Let’s take a look at another example, one which is slightly more useful for observability purposes, tracing http server calls here.

As you can see, there isn’t really a lot to this and it is incredibly powerful. It allows you to essentially intercept Node JS http requests and see the specific parameters being passed into the request method.

It’s worth checking out the other BCC tools (shown below) in that repository to see all the ways to help with nasty problems that you experience, especially the ones that traditional tools have not been able to solve for you, yet. I have no doubt that we will soon see an integration of these tools into our favorite observability solution.

Here is a list of things we at Elastic have been able to tackle with eBPF using the BCC tools:

  • Debugging Disk IO latency
  • Trace slow xfs file operations
  • Summarize XFS operation latency
  • Tracing kernel function calls to find an issue with md_flush_request and reduce disk write slowdowns

Where is eBPF technology going? 

As you can see, it’s easy for us to get our hooks into the kernel and start to look at things that are happening on our system, from the network and low-level subsystems to the applications running on top.

Now eBPF does have some limitations. It cannot safely modify data — the virtual machine that runs the eBPF code has read-only access to the variables in the code, and this is really important because otherwise this could result in all sorts of unexpected problems. You can’t really add tags or tracing IDs to code dynamically in a practical way with eBPF as you can with APM. Technically it is possible, but it involves patching memory, which is unsafe and potentially has higher overheads. Therefore, APM agents and OpenTelemetry still have a place in the world today until those issues are resolved, given we need to add tracing information, logs, and metric data to our code.

What I think may happen here is that some of the responsibility of traditional APM, the collection part in particular, will move to eBPF based agents. The bit where we read the trace IDs or metrics so that we can generate context and tie all the data together could be shifted over to eBPF-based agents for its performance benefits, speed of summarization, and because it has access to much more of the underlying system.

At the same time, eBPF could be used to gather deeper and more interesting information, networking data, security data, data about kubernetes, and other system services traditionally beyond the reach of APM.

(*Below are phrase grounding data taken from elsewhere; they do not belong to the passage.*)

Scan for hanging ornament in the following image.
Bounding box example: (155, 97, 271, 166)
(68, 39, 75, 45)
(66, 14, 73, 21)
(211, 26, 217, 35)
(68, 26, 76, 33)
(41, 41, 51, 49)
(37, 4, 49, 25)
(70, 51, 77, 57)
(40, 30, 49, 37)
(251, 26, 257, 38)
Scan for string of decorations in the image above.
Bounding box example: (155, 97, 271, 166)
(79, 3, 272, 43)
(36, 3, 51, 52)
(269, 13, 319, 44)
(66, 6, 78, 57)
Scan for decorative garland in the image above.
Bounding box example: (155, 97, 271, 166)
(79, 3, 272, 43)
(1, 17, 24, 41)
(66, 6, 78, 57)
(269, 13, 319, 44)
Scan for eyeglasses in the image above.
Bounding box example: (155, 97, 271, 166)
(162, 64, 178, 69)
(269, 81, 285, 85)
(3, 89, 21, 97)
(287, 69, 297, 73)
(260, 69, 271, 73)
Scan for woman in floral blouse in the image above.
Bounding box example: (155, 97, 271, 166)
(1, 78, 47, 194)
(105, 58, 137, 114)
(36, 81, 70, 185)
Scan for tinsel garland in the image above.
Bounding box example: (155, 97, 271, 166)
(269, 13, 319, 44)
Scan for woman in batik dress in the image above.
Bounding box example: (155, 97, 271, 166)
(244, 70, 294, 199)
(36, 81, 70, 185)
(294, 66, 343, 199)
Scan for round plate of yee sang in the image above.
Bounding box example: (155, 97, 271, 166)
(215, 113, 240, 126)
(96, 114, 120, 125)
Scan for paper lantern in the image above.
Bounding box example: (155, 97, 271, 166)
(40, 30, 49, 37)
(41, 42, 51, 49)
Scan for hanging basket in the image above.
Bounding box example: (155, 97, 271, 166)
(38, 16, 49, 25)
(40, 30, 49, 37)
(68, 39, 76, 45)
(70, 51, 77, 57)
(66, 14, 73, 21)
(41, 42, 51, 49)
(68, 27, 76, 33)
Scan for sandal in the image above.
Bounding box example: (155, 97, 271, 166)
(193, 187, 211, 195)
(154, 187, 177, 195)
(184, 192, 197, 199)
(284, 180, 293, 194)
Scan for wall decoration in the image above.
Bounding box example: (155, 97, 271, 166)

Expect to hear a lot more about eBPF in the future. Large parts of observability solutions like Elastic will increasingly use more of this technology under the covers. Perhaps we might even see eBPF programs embedded with machine learning models to identify the most important data and issues, alerting us to problems much faster than ever before. eBPF has an important future in modern observability and for emerging use cases in the years to come.